Learn how to use Prefect to move data to and from AWS, Azure, and GCP blob storage.

Prerequisites

Install relevant Prefect integration library

In the CLI, install the Prefect integration library for your cloud provider:

prefect-aws provides blocks for interacting with AWS services.

pip install -U prefect-aws

Register the block types

Register the new block types with Prefect Cloud (or with your self-hosted Prefect server instance):

prefect block register -m prefect_aws  

A confirmation message in the CLI shows that several block types were registered. The UI shows the new block types listed.

Create a storage bucket

Create a storage bucket in the cloud provider account. Ensure the bucket is publicly accessible, or create a user or service account with the appropriate permissions to fetch and write data to the bucket.

Create a credentials block

If the bucket is private, there are several options to authenticate:

  • At deployment runtime, ensure the runtime environment is authenticated.
  • Create a block with configuration details and reference it when creating the storage block.

If you saved credential details in a block, you can use a credentials block specific to the cloud provider or use a more generic secret block. You can create blocks through the UI or Python code.

The example below uses Python code to create a credentials block for your cloud provider.

Credentials safety

Don’t store credential values in public locations such as public git platform repositories. The examples below use environment variables to store credential values.

import os
from prefect_aws import AwsCredentials


my_aws_creds = AwsCredentials(
    aws_access_key_id="123abc",
    aws_secret_access_key=os.environ.get("MY_AWS_SECRET_ACCESS_KEY"),
)
my_aws_creds.save(name="my-aws-creds-block", overwrite=True)

Run the code to create the block. You should see a message that the block was created.

Create a storage block

You can create a block for the chosen cloud provider using Python code or the UI. This example uses Python code.

Note that the S3Bucket block is not the same as the S3 block that ships with Prefect. The S3Bucket block used in this example is part of the prefect-aws library and provides additional capabilities.

Next, reference the credentials block created above.

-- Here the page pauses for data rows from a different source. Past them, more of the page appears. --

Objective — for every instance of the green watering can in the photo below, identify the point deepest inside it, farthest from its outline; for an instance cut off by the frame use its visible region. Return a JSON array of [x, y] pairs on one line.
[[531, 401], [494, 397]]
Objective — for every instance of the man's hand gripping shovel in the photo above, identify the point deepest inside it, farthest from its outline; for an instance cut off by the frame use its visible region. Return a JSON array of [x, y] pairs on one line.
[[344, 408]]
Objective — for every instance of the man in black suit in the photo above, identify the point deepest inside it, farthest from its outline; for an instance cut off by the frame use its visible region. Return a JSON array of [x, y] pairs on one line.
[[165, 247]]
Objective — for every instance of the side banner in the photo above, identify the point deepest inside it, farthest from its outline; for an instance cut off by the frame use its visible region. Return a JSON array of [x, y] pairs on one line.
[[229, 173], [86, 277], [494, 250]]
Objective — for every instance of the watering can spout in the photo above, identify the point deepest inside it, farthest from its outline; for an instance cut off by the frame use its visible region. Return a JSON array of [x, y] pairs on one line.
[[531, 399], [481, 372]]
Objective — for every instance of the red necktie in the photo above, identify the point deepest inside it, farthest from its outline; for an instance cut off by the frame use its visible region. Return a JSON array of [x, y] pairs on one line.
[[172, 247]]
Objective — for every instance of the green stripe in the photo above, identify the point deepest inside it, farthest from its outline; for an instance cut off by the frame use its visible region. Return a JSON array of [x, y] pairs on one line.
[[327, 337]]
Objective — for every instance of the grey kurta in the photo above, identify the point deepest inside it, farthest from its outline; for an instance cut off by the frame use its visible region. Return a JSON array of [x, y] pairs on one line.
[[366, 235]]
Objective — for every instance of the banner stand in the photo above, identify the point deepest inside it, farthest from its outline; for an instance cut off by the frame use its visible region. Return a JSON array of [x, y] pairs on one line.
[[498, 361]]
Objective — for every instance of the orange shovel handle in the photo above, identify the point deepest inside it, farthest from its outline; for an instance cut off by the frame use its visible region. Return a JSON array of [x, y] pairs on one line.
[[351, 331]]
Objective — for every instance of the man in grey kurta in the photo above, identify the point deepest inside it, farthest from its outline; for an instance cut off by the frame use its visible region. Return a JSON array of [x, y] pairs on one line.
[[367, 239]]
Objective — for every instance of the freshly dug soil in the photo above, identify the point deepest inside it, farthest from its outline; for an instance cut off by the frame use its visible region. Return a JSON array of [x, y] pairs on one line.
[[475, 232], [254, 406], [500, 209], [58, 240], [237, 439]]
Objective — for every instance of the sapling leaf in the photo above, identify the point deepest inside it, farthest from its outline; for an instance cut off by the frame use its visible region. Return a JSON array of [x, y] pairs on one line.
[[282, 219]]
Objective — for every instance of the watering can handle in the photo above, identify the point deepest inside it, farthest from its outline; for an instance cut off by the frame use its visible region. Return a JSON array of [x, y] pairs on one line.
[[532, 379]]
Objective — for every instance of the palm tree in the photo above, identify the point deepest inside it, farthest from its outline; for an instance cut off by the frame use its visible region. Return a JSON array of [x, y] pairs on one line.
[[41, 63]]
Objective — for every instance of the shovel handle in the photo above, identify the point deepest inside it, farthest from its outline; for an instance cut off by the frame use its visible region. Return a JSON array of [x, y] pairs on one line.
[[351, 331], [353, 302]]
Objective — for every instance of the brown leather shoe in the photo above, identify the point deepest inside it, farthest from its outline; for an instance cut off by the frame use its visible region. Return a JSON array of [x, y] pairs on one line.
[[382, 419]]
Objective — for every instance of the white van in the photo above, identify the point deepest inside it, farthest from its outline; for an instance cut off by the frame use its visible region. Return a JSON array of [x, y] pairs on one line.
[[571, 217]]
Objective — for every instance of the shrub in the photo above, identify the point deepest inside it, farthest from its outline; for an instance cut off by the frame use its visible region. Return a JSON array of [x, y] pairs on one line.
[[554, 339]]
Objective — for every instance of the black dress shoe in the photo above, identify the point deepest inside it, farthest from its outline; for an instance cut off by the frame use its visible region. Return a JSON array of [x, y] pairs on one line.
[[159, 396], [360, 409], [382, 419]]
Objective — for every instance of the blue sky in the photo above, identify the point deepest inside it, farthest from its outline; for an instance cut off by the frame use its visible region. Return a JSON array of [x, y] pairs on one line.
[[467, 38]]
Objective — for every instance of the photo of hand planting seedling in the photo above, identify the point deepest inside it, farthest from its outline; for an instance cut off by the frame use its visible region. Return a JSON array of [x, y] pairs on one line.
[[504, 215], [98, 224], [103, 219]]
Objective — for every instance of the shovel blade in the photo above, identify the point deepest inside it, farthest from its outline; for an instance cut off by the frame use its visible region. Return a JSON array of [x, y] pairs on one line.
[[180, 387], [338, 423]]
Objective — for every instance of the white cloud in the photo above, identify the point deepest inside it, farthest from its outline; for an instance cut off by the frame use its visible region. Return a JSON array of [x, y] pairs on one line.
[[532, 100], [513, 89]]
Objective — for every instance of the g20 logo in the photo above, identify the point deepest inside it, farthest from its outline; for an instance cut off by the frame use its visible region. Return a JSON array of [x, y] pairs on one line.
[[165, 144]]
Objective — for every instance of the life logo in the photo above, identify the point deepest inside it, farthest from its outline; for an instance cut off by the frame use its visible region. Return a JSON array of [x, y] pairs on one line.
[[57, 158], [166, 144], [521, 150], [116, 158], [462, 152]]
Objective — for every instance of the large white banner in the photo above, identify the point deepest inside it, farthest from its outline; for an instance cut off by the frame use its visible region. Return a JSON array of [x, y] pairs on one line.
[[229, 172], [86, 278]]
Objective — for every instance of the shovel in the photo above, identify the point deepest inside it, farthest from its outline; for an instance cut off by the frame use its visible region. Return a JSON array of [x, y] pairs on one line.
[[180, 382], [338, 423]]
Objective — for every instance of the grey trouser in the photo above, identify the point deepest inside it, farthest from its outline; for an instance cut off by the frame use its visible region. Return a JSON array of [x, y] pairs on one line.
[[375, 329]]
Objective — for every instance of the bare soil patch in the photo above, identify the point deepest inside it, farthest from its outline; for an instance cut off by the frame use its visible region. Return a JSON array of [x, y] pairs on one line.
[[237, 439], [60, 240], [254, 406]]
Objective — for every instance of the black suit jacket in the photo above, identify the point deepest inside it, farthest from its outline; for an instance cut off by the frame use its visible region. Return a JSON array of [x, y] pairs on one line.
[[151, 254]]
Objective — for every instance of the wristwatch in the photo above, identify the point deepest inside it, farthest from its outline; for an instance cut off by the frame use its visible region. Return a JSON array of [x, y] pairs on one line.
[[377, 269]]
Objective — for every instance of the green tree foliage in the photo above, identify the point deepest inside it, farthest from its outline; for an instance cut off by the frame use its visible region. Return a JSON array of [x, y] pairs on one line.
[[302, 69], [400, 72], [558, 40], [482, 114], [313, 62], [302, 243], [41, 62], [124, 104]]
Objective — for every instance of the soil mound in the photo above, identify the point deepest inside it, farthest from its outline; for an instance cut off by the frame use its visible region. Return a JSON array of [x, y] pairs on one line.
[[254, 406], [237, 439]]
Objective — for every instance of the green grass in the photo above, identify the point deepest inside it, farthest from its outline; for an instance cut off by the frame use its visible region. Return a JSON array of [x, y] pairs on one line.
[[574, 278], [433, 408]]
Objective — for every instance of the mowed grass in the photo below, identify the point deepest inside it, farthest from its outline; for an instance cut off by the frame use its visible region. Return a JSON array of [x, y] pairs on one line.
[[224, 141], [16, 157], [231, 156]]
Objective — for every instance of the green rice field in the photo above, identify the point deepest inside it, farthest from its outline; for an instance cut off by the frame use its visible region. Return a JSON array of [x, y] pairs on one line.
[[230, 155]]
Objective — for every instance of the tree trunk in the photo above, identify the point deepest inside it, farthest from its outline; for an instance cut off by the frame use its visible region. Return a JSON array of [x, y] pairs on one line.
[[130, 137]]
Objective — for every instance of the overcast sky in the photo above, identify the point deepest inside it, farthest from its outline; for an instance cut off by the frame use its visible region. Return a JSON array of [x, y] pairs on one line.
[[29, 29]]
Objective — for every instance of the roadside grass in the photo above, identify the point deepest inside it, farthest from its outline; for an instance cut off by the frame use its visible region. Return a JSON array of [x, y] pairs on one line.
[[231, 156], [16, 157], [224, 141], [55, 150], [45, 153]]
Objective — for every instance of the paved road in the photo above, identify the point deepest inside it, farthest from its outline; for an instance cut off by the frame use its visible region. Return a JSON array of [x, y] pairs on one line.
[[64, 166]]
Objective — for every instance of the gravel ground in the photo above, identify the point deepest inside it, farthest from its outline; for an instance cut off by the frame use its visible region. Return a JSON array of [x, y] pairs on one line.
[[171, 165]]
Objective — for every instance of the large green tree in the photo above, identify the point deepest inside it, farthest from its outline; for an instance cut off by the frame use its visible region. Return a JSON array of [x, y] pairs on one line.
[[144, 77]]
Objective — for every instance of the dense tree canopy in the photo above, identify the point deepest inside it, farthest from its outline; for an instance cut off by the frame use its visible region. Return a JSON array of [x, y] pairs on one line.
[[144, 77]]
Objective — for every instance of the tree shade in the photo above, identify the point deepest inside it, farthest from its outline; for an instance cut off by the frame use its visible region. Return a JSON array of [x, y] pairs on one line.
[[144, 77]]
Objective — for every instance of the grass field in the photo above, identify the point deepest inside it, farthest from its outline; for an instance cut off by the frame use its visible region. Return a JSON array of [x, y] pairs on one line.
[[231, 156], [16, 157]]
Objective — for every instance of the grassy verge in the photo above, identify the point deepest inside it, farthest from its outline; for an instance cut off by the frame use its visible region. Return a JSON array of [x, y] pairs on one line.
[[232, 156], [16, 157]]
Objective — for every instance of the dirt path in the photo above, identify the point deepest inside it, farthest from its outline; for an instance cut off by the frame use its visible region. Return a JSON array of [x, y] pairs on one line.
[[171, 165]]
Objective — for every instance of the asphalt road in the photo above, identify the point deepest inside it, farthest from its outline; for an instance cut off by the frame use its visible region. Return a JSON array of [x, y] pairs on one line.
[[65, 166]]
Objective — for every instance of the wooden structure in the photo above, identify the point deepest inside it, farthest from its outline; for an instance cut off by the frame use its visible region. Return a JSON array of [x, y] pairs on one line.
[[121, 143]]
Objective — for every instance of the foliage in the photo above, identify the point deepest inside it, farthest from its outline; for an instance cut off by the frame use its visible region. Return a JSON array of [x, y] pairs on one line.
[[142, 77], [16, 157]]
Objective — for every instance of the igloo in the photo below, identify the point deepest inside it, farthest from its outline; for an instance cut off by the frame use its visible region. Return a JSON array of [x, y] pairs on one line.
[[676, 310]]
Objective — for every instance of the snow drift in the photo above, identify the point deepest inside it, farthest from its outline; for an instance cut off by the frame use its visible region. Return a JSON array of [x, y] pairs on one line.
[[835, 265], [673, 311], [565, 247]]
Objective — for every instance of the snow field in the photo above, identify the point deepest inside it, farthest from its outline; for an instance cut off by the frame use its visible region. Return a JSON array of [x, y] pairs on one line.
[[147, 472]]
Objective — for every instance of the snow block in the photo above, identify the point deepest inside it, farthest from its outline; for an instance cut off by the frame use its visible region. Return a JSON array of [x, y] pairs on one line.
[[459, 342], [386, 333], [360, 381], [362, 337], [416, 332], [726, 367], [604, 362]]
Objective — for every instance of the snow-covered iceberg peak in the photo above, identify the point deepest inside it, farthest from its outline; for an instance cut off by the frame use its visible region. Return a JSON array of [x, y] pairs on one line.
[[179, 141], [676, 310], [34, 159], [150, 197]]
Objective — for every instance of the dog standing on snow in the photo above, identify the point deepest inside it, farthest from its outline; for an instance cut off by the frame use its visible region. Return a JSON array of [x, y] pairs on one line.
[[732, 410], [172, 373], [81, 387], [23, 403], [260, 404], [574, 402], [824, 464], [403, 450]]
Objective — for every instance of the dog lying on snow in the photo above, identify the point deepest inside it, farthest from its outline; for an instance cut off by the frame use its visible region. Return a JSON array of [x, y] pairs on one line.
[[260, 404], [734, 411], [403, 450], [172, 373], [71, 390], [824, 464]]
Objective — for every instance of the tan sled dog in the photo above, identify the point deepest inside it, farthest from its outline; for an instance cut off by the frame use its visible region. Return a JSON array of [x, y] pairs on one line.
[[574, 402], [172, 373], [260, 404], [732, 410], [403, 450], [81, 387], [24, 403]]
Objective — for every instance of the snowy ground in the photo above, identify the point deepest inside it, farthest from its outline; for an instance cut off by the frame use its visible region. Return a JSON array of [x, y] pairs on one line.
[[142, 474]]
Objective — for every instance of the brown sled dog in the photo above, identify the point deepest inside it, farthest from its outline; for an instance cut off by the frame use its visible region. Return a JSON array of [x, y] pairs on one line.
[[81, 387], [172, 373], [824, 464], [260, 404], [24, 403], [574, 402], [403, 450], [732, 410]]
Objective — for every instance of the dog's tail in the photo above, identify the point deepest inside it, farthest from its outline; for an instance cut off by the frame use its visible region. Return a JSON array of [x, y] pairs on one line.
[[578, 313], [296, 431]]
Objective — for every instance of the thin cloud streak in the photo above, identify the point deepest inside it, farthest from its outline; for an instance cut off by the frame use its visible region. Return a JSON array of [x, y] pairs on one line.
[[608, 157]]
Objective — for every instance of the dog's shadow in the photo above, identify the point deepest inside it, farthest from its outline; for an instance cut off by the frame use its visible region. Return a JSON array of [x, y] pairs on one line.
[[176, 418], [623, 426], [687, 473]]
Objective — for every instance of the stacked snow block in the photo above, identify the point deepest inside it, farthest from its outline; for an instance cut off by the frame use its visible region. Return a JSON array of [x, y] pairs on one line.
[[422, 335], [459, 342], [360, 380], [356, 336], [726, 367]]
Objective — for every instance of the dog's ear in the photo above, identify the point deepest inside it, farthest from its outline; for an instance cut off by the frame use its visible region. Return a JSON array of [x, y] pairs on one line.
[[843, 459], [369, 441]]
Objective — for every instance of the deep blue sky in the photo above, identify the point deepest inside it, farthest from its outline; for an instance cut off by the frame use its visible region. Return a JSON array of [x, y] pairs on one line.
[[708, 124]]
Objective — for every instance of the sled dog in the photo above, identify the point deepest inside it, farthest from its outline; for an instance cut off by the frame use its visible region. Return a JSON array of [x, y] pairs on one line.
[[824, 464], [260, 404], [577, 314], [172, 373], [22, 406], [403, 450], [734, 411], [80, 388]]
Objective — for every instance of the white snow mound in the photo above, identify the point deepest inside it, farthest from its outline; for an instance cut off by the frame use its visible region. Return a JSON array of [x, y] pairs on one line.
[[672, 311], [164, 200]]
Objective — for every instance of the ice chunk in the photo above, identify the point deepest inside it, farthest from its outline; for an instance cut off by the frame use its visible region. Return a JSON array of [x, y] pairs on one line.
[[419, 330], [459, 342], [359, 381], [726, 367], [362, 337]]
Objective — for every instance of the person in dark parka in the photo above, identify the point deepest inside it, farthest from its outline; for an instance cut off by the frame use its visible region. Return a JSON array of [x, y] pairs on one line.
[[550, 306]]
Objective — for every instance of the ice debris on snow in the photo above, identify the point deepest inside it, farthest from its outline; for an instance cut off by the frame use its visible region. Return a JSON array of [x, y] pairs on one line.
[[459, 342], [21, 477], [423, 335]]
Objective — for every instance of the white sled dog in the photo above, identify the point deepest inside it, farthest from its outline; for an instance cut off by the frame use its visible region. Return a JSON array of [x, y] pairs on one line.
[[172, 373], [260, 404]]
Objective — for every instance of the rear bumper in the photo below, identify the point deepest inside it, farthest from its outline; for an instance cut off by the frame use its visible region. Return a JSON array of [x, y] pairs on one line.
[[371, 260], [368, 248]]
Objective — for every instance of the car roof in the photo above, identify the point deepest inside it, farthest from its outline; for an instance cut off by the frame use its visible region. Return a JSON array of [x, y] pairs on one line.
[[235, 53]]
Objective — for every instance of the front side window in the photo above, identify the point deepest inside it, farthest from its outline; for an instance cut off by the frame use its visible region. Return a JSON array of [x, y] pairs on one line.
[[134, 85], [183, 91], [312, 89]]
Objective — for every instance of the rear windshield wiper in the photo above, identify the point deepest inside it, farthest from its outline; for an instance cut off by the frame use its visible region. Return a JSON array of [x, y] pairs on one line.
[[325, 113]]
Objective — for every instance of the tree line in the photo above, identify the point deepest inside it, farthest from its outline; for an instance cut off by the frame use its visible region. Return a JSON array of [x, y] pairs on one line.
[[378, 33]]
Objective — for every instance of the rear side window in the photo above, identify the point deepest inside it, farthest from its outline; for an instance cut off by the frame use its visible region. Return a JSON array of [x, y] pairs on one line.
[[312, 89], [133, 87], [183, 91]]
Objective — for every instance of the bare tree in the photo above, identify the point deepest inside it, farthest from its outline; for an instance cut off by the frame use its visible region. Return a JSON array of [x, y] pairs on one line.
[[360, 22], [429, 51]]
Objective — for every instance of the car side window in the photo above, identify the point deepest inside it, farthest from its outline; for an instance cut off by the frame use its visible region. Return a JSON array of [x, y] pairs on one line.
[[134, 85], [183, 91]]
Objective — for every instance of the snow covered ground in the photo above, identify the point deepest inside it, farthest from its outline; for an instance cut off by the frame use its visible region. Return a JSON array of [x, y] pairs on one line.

from prefect_aws import S3Bucket


s3bucket = S3Bucket.create(
    bucket="my-bucket-name",
    credentials="my-aws-creds-block"
    )
s3bucket.save(name="my-s3-bucket-block", overwrite=True)

Run the code to create the block. You should see a message that the block was created.

Write data

Use your new block inside a flow to write data to your cloud provider.

from pathlib import Path
from prefect import flow
from prefect_aws.s3 import S3Bucket


@flow()
def upload_to_s3():
    """Flow function to upload data"""
    path = Path("my_path_to/my_file.parquet")
    aws_block = S3Bucket.load("my-s3-bucket-block")
    aws_block.upload_from_path(from_path=path, to_path=path)


if __name__ == "__main__":
    upload_to_s3()

Read data

Use your block to read data from your cloud provider inside a flow.

from prefect import flow
from prefect_aws import S3Bucket


@flow
def download_from_s3():
    """Flow function to download data"""
    s3_block = S3Bucket.load("my-s3-bucket-block")
    s3_block.get_directory(
        from_path="my_path_to/my_file.parquet", 
        local_path="my_path_to/my_file.parquet"
    )


if __name__ == "__main__":
    download_from_s3()

Next steps

Check out the prefect-aws, prefect-azure, and prefect-gcp docs to see additional methods for interacting with cloud storage providers. Each library also contains blocks for interacting with other cloud-provider services.